Закашлявшись, наш Персон сел на кровати и в душащем мраке стал нащупывать выключатель, но от щелчка было столько же толку, сколько от усилий паралитика подняться с места. Поскольку в его прежней комнате на четвертом этаже кровать стояла у другой, северной стены, он кинулся, как оказалось, к двери и отворил ее настежь, вместо того чтобы попытаться, как он думал, спастись через окно, не запертое на щеколду и распахнувшееся, как только роковой сквозняк принес клубы дыма из коридора.

Пламя, сначала питавшееся подкинутым в подвал промасленным тряпьем, потом поддержанное более летучей жидкостью, предусмотрительно разбрызганной по лестнице и коридорам, быстро распространилось по гостинице – однако «к счастью», как выразилась на следующее утро местная газета, «погибло лишь несколько человек, так как занято было всего несколько номеров».

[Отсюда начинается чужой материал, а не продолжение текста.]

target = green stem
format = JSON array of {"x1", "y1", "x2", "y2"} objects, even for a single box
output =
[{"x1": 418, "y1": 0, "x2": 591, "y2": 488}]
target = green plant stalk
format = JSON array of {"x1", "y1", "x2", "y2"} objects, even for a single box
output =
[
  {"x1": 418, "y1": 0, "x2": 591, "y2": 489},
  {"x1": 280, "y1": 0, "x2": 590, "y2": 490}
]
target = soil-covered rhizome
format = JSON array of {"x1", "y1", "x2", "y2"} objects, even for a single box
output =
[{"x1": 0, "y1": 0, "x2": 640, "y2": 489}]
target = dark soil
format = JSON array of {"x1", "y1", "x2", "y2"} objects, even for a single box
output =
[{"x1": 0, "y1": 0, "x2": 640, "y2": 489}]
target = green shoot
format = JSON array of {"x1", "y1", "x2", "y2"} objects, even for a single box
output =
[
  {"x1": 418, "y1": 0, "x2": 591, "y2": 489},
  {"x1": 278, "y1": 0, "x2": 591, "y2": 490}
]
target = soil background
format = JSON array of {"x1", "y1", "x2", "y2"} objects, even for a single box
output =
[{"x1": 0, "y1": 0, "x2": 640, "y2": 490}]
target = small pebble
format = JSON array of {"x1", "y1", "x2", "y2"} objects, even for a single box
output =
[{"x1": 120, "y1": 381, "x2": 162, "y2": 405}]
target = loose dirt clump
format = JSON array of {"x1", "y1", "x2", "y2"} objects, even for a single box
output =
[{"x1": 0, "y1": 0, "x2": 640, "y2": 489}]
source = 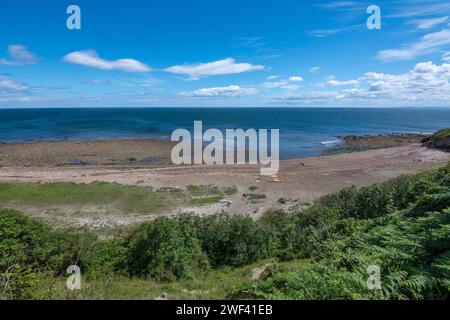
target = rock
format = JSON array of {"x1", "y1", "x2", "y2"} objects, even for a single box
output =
[
  {"x1": 153, "y1": 292, "x2": 169, "y2": 300},
  {"x1": 422, "y1": 128, "x2": 450, "y2": 150},
  {"x1": 220, "y1": 199, "x2": 233, "y2": 207}
]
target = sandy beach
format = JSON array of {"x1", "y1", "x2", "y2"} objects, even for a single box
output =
[{"x1": 0, "y1": 139, "x2": 450, "y2": 222}]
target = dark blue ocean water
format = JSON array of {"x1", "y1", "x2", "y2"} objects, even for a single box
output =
[{"x1": 0, "y1": 108, "x2": 450, "y2": 158}]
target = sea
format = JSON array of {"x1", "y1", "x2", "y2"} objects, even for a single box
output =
[{"x1": 0, "y1": 107, "x2": 450, "y2": 159}]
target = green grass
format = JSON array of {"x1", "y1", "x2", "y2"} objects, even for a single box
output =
[
  {"x1": 223, "y1": 186, "x2": 238, "y2": 196},
  {"x1": 0, "y1": 182, "x2": 223, "y2": 214},
  {"x1": 433, "y1": 128, "x2": 450, "y2": 140},
  {"x1": 44, "y1": 260, "x2": 309, "y2": 300}
]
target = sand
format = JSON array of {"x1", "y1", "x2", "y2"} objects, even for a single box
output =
[{"x1": 0, "y1": 140, "x2": 450, "y2": 216}]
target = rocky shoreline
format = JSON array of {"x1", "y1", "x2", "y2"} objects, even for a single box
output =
[{"x1": 322, "y1": 133, "x2": 429, "y2": 155}]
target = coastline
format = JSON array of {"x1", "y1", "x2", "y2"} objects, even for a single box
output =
[
  {"x1": 0, "y1": 140, "x2": 450, "y2": 228},
  {"x1": 0, "y1": 133, "x2": 428, "y2": 168}
]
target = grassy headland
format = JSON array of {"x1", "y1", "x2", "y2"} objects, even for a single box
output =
[{"x1": 0, "y1": 164, "x2": 450, "y2": 299}]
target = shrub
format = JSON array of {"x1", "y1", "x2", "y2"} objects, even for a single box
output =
[
  {"x1": 184, "y1": 213, "x2": 275, "y2": 267},
  {"x1": 126, "y1": 218, "x2": 206, "y2": 280}
]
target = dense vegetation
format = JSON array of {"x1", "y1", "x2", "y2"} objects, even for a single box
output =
[{"x1": 0, "y1": 164, "x2": 450, "y2": 299}]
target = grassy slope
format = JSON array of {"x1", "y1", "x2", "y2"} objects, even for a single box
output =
[
  {"x1": 0, "y1": 182, "x2": 226, "y2": 214},
  {"x1": 51, "y1": 260, "x2": 309, "y2": 300}
]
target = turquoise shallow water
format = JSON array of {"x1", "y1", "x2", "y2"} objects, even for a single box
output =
[{"x1": 0, "y1": 108, "x2": 450, "y2": 158}]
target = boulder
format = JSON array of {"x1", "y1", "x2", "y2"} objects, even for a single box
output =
[{"x1": 422, "y1": 128, "x2": 450, "y2": 151}]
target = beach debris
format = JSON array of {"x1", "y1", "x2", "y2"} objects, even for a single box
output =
[
  {"x1": 272, "y1": 176, "x2": 281, "y2": 182},
  {"x1": 153, "y1": 292, "x2": 169, "y2": 300},
  {"x1": 70, "y1": 160, "x2": 89, "y2": 166},
  {"x1": 220, "y1": 199, "x2": 233, "y2": 207}
]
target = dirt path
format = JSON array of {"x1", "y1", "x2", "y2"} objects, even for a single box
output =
[{"x1": 0, "y1": 145, "x2": 450, "y2": 216}]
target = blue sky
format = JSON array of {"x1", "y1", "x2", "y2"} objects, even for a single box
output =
[{"x1": 0, "y1": 0, "x2": 450, "y2": 108}]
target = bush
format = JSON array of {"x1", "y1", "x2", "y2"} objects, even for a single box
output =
[
  {"x1": 0, "y1": 210, "x2": 79, "y2": 274},
  {"x1": 180, "y1": 213, "x2": 275, "y2": 267},
  {"x1": 126, "y1": 218, "x2": 206, "y2": 280}
]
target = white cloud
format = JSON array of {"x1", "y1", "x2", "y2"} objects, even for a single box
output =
[
  {"x1": 385, "y1": 1, "x2": 450, "y2": 18},
  {"x1": 181, "y1": 85, "x2": 258, "y2": 98},
  {"x1": 308, "y1": 24, "x2": 363, "y2": 38},
  {"x1": 322, "y1": 1, "x2": 359, "y2": 9},
  {"x1": 0, "y1": 44, "x2": 38, "y2": 66},
  {"x1": 84, "y1": 79, "x2": 111, "y2": 84},
  {"x1": 261, "y1": 80, "x2": 289, "y2": 89},
  {"x1": 64, "y1": 50, "x2": 151, "y2": 72},
  {"x1": 319, "y1": 76, "x2": 359, "y2": 87},
  {"x1": 408, "y1": 16, "x2": 448, "y2": 29},
  {"x1": 272, "y1": 61, "x2": 450, "y2": 106},
  {"x1": 166, "y1": 58, "x2": 264, "y2": 80},
  {"x1": 309, "y1": 66, "x2": 322, "y2": 73},
  {"x1": 261, "y1": 76, "x2": 303, "y2": 90},
  {"x1": 442, "y1": 51, "x2": 450, "y2": 62},
  {"x1": 289, "y1": 76, "x2": 303, "y2": 82},
  {"x1": 377, "y1": 29, "x2": 450, "y2": 61},
  {"x1": 0, "y1": 78, "x2": 28, "y2": 92}
]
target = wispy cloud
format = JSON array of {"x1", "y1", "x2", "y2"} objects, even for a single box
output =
[
  {"x1": 309, "y1": 66, "x2": 322, "y2": 74},
  {"x1": 181, "y1": 85, "x2": 258, "y2": 98},
  {"x1": 165, "y1": 58, "x2": 264, "y2": 80},
  {"x1": 0, "y1": 44, "x2": 39, "y2": 66},
  {"x1": 317, "y1": 75, "x2": 359, "y2": 87},
  {"x1": 442, "y1": 51, "x2": 450, "y2": 62},
  {"x1": 408, "y1": 16, "x2": 448, "y2": 29},
  {"x1": 321, "y1": 1, "x2": 360, "y2": 9},
  {"x1": 289, "y1": 76, "x2": 303, "y2": 82},
  {"x1": 0, "y1": 78, "x2": 29, "y2": 93},
  {"x1": 64, "y1": 50, "x2": 151, "y2": 72},
  {"x1": 270, "y1": 62, "x2": 450, "y2": 106},
  {"x1": 385, "y1": 1, "x2": 450, "y2": 18},
  {"x1": 308, "y1": 24, "x2": 363, "y2": 38},
  {"x1": 377, "y1": 29, "x2": 450, "y2": 61}
]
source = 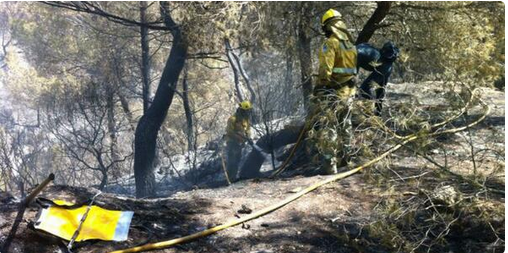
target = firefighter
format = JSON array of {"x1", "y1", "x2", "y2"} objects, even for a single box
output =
[
  {"x1": 307, "y1": 9, "x2": 357, "y2": 174},
  {"x1": 225, "y1": 100, "x2": 252, "y2": 182}
]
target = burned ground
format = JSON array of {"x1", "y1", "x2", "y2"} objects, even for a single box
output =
[{"x1": 0, "y1": 82, "x2": 505, "y2": 253}]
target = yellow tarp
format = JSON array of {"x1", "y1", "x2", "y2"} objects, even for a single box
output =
[{"x1": 35, "y1": 200, "x2": 134, "y2": 242}]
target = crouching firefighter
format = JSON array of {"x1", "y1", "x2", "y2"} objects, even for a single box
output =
[
  {"x1": 307, "y1": 9, "x2": 357, "y2": 174},
  {"x1": 225, "y1": 100, "x2": 252, "y2": 182}
]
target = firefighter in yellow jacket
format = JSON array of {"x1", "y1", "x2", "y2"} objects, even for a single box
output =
[
  {"x1": 226, "y1": 100, "x2": 252, "y2": 182},
  {"x1": 308, "y1": 9, "x2": 357, "y2": 174}
]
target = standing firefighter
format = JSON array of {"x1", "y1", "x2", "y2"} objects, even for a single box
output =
[
  {"x1": 226, "y1": 100, "x2": 252, "y2": 182},
  {"x1": 308, "y1": 9, "x2": 357, "y2": 174}
]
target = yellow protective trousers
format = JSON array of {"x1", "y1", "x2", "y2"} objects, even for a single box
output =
[{"x1": 35, "y1": 200, "x2": 134, "y2": 242}]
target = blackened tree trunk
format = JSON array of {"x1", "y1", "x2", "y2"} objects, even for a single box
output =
[
  {"x1": 297, "y1": 3, "x2": 312, "y2": 110},
  {"x1": 139, "y1": 1, "x2": 150, "y2": 113},
  {"x1": 134, "y1": 2, "x2": 187, "y2": 198},
  {"x1": 224, "y1": 38, "x2": 244, "y2": 102},
  {"x1": 355, "y1": 2, "x2": 392, "y2": 45}
]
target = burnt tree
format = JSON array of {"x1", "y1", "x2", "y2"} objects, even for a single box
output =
[{"x1": 134, "y1": 2, "x2": 187, "y2": 198}]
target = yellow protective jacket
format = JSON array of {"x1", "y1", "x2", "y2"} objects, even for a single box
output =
[
  {"x1": 317, "y1": 24, "x2": 357, "y2": 87},
  {"x1": 226, "y1": 115, "x2": 250, "y2": 143}
]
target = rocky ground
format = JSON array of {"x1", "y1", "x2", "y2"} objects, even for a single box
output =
[{"x1": 0, "y1": 84, "x2": 505, "y2": 253}]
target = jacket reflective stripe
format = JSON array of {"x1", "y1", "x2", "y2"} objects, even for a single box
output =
[{"x1": 332, "y1": 68, "x2": 356, "y2": 75}]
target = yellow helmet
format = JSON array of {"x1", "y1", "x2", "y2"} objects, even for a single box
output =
[
  {"x1": 321, "y1": 9, "x2": 342, "y2": 25},
  {"x1": 238, "y1": 100, "x2": 252, "y2": 110}
]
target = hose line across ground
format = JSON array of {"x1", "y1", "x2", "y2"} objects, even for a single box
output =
[{"x1": 110, "y1": 105, "x2": 490, "y2": 253}]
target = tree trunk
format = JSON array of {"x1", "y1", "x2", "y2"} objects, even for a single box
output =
[
  {"x1": 283, "y1": 44, "x2": 294, "y2": 115},
  {"x1": 134, "y1": 2, "x2": 187, "y2": 198},
  {"x1": 182, "y1": 69, "x2": 195, "y2": 151},
  {"x1": 297, "y1": 3, "x2": 312, "y2": 110},
  {"x1": 239, "y1": 126, "x2": 303, "y2": 179},
  {"x1": 224, "y1": 38, "x2": 244, "y2": 102},
  {"x1": 355, "y1": 2, "x2": 392, "y2": 45},
  {"x1": 106, "y1": 85, "x2": 120, "y2": 178},
  {"x1": 139, "y1": 1, "x2": 150, "y2": 113},
  {"x1": 230, "y1": 46, "x2": 256, "y2": 104}
]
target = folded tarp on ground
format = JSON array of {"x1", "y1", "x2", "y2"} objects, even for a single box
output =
[{"x1": 34, "y1": 200, "x2": 134, "y2": 242}]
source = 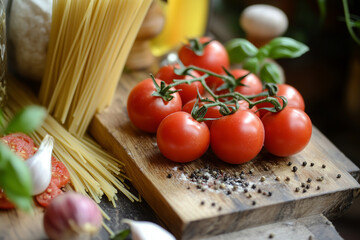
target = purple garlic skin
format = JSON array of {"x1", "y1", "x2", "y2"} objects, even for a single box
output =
[{"x1": 44, "y1": 192, "x2": 102, "y2": 239}]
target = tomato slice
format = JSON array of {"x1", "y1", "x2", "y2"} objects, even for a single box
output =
[
  {"x1": 51, "y1": 156, "x2": 70, "y2": 188},
  {"x1": 1, "y1": 133, "x2": 37, "y2": 160},
  {"x1": 35, "y1": 181, "x2": 64, "y2": 207},
  {"x1": 0, "y1": 188, "x2": 15, "y2": 209}
]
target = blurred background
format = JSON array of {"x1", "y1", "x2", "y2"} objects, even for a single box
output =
[{"x1": 207, "y1": 0, "x2": 360, "y2": 239}]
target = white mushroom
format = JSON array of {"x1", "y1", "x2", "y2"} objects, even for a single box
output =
[{"x1": 239, "y1": 4, "x2": 288, "y2": 46}]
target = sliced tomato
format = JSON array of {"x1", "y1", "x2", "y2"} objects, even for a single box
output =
[
  {"x1": 51, "y1": 156, "x2": 70, "y2": 188},
  {"x1": 35, "y1": 181, "x2": 64, "y2": 207},
  {"x1": 0, "y1": 188, "x2": 15, "y2": 209},
  {"x1": 1, "y1": 133, "x2": 37, "y2": 160}
]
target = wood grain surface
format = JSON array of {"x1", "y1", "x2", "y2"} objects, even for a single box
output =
[{"x1": 90, "y1": 72, "x2": 359, "y2": 239}]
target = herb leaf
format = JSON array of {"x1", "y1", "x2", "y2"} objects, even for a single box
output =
[
  {"x1": 0, "y1": 142, "x2": 32, "y2": 211},
  {"x1": 260, "y1": 62, "x2": 281, "y2": 83},
  {"x1": 225, "y1": 38, "x2": 258, "y2": 63},
  {"x1": 4, "y1": 105, "x2": 46, "y2": 134},
  {"x1": 266, "y1": 37, "x2": 309, "y2": 59}
]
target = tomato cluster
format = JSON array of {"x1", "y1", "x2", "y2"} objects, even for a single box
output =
[
  {"x1": 0, "y1": 133, "x2": 70, "y2": 209},
  {"x1": 127, "y1": 38, "x2": 312, "y2": 164}
]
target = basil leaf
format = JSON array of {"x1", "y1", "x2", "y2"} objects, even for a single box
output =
[
  {"x1": 5, "y1": 105, "x2": 46, "y2": 134},
  {"x1": 266, "y1": 37, "x2": 309, "y2": 59},
  {"x1": 225, "y1": 38, "x2": 258, "y2": 63},
  {"x1": 0, "y1": 142, "x2": 32, "y2": 211},
  {"x1": 260, "y1": 62, "x2": 281, "y2": 83},
  {"x1": 242, "y1": 57, "x2": 260, "y2": 74}
]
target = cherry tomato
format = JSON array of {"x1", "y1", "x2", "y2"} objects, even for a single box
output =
[
  {"x1": 261, "y1": 107, "x2": 312, "y2": 157},
  {"x1": 229, "y1": 100, "x2": 260, "y2": 117},
  {"x1": 210, "y1": 110, "x2": 265, "y2": 164},
  {"x1": 127, "y1": 78, "x2": 182, "y2": 133},
  {"x1": 0, "y1": 188, "x2": 15, "y2": 209},
  {"x1": 155, "y1": 64, "x2": 204, "y2": 105},
  {"x1": 51, "y1": 157, "x2": 70, "y2": 188},
  {"x1": 35, "y1": 182, "x2": 64, "y2": 207},
  {"x1": 182, "y1": 99, "x2": 222, "y2": 129},
  {"x1": 256, "y1": 84, "x2": 305, "y2": 117},
  {"x1": 178, "y1": 37, "x2": 230, "y2": 89},
  {"x1": 156, "y1": 111, "x2": 210, "y2": 163},
  {"x1": 1, "y1": 133, "x2": 37, "y2": 160},
  {"x1": 231, "y1": 69, "x2": 262, "y2": 95}
]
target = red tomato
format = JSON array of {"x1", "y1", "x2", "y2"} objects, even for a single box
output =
[
  {"x1": 261, "y1": 107, "x2": 312, "y2": 157},
  {"x1": 35, "y1": 181, "x2": 64, "y2": 207},
  {"x1": 0, "y1": 188, "x2": 15, "y2": 209},
  {"x1": 256, "y1": 84, "x2": 305, "y2": 117},
  {"x1": 229, "y1": 100, "x2": 260, "y2": 117},
  {"x1": 51, "y1": 157, "x2": 70, "y2": 188},
  {"x1": 182, "y1": 99, "x2": 222, "y2": 129},
  {"x1": 178, "y1": 37, "x2": 230, "y2": 89},
  {"x1": 156, "y1": 111, "x2": 210, "y2": 163},
  {"x1": 127, "y1": 78, "x2": 182, "y2": 133},
  {"x1": 155, "y1": 64, "x2": 204, "y2": 104},
  {"x1": 1, "y1": 133, "x2": 37, "y2": 160},
  {"x1": 231, "y1": 69, "x2": 262, "y2": 95},
  {"x1": 210, "y1": 110, "x2": 265, "y2": 164}
]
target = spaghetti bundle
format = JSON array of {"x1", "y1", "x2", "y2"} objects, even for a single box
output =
[
  {"x1": 4, "y1": 78, "x2": 139, "y2": 205},
  {"x1": 39, "y1": 0, "x2": 151, "y2": 136}
]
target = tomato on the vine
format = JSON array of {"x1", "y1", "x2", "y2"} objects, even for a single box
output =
[
  {"x1": 256, "y1": 84, "x2": 305, "y2": 117},
  {"x1": 182, "y1": 99, "x2": 222, "y2": 129},
  {"x1": 178, "y1": 37, "x2": 230, "y2": 89},
  {"x1": 261, "y1": 106, "x2": 312, "y2": 157},
  {"x1": 210, "y1": 110, "x2": 265, "y2": 164},
  {"x1": 155, "y1": 64, "x2": 204, "y2": 105},
  {"x1": 127, "y1": 78, "x2": 182, "y2": 133},
  {"x1": 156, "y1": 111, "x2": 210, "y2": 163}
]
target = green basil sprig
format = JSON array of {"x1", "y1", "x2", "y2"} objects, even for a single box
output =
[
  {"x1": 0, "y1": 106, "x2": 46, "y2": 211},
  {"x1": 225, "y1": 37, "x2": 309, "y2": 83}
]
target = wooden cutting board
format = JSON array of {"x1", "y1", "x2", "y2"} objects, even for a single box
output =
[{"x1": 90, "y1": 72, "x2": 360, "y2": 239}]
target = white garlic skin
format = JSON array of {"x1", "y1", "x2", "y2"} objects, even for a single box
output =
[
  {"x1": 25, "y1": 135, "x2": 54, "y2": 195},
  {"x1": 44, "y1": 192, "x2": 102, "y2": 240},
  {"x1": 122, "y1": 219, "x2": 175, "y2": 240}
]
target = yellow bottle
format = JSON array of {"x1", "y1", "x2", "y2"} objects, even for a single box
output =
[{"x1": 151, "y1": 0, "x2": 210, "y2": 56}]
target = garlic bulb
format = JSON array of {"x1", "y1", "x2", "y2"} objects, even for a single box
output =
[
  {"x1": 122, "y1": 219, "x2": 175, "y2": 240},
  {"x1": 25, "y1": 134, "x2": 54, "y2": 195}
]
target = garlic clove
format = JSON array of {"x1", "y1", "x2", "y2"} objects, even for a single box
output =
[
  {"x1": 25, "y1": 134, "x2": 54, "y2": 195},
  {"x1": 122, "y1": 219, "x2": 175, "y2": 240}
]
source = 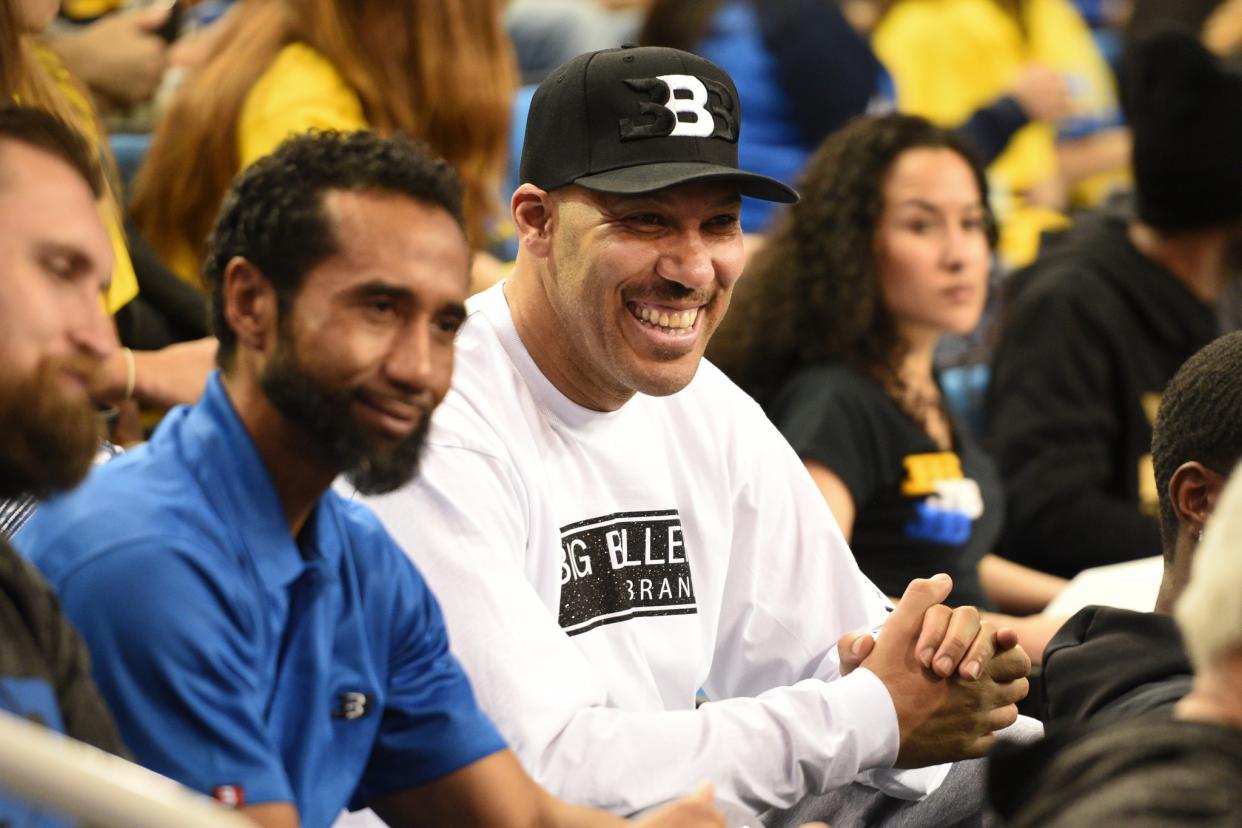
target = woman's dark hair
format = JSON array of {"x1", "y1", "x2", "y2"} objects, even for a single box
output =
[
  {"x1": 638, "y1": 0, "x2": 722, "y2": 52},
  {"x1": 708, "y1": 114, "x2": 996, "y2": 406}
]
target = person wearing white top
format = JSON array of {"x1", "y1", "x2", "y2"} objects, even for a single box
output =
[{"x1": 352, "y1": 43, "x2": 1030, "y2": 824}]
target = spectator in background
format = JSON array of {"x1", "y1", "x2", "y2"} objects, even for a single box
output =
[
  {"x1": 130, "y1": 0, "x2": 515, "y2": 294},
  {"x1": 708, "y1": 115, "x2": 1064, "y2": 657},
  {"x1": 0, "y1": 0, "x2": 215, "y2": 422},
  {"x1": 992, "y1": 464, "x2": 1242, "y2": 828},
  {"x1": 357, "y1": 47, "x2": 1028, "y2": 826},
  {"x1": 987, "y1": 31, "x2": 1242, "y2": 577},
  {"x1": 873, "y1": 0, "x2": 1129, "y2": 267},
  {"x1": 17, "y1": 133, "x2": 723, "y2": 828},
  {"x1": 0, "y1": 106, "x2": 124, "y2": 828},
  {"x1": 640, "y1": 0, "x2": 1069, "y2": 232},
  {"x1": 46, "y1": 0, "x2": 170, "y2": 108},
  {"x1": 1041, "y1": 331, "x2": 1242, "y2": 725}
]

Теперь языки огня краснокожей колонной поднимались по лестнице – один за другим, парами, тройками, рука об руку, со счастливым гуденьем между собой переговариваясь. Но Персона загнал обратно в комнату не трепещущий их жар, а едкий черный дым; простите, – сказал учтивый огонек, придерживая дверь, которую он тщетно старался закрыть. Окно хлопнуло с такой силой, что стекла разлетелись каскадом рубинов. Уже смертельно задыхаясь, он подумал, что буря снаружи, должно быть, способствует пожару внутри. Наконец, спасаясь от удушья, он сделал попытку вылезти наружу, но на этой стороне ревущего дома не было ни балконов, ни выступов. Когда он добрался до окна, длинный язык с заостренным бледно-голубым кончиком, танцуя, остановил его изящным жестом руки в перчатке. Сквозь рушащиеся дощатые перегородки и падающую штукатурку до него донеслись человеческие вопли, и одним из его последних ложных умозаключений была мысль, что это крики людей, спешивших к нему на помощь, а не стоны товарищей по несчастью. Вокруг него вращались пестрые кольца, и ему на мгновение вспомнились овощи из жуткой детской книжки – победно кружащиеся, все быстрей и быстрей, вокруг мальчика в ночной рубашке, который тщетно пытается пробудиться от радужного головокружения сна. Последнее сновидение – раскаленная добела книга или коробка, совершенно пустая, прозрачная, просвечивающая насквозь. Это, наверное, оно и есть: не грубая боль физической смерти, но иная, несравнимо горшая мука, – таинственный ход, необходимый, чтобы душа из одного состояния бытия перешла в другое.

Легче, сынок, легче – сама, знаешь, пойдет!